I'm trying to fit a linear model with roughly 900,000 observations and just two explanatory variables. Yet, I additionally need to include a control variable that is a many-level factor variable (11,135 levels). The code for the regression looks like this:
model1 <- dep_var ~ expl_var_1 + expl_var_2 + factor(control_var), data=data
However, R throws me the error "Cannot allocate a vector of size 75.6 GB" I'm well aware that this is due to the many-level factor variable, however, I need to include this variable as a control. Please note: this is not an ordered factor; it is simply an id without any order.
I've tried to find a solution to this problem, but ran into problems:
- I looked into plm - but that doesn't work because while my control variable can be interpreted as an ID time doesn't play a role (and even if it did; there can be >1 observation per ID per time)
- I looked into biglm but this fits better the case of big data and not many-level factor
My questions:
- Is there a way to include a variable in the regression and leaving it out when assigning the outcome of the regression to model1? I'm really not interested at all in the coefficients per control variable factor level. I just need to control for it.
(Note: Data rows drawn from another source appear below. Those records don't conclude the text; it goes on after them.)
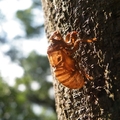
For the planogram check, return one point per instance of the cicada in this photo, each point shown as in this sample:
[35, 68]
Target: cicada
[60, 54]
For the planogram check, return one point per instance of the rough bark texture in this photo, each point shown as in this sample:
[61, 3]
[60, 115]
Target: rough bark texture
[98, 99]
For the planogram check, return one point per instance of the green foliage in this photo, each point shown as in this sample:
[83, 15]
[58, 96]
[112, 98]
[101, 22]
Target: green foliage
[32, 89]
[16, 103]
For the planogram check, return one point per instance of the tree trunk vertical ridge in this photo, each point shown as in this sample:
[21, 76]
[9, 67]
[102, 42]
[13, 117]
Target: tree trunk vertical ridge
[98, 99]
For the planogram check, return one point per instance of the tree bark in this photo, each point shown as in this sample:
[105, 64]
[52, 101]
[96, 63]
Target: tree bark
[99, 99]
- If there isn't: can I efficiently split up my regression even if I cannot make sure that in each chunk there are all control variable factor levels present (that isn't feasible, because some levels just have 1 observation)?
I'd appreciate any starting points for a solution and ideas where to look for a solution - currently I'm just stuck with my level of knowledge and understanding.
Thanks in advance for your time, support, and patience.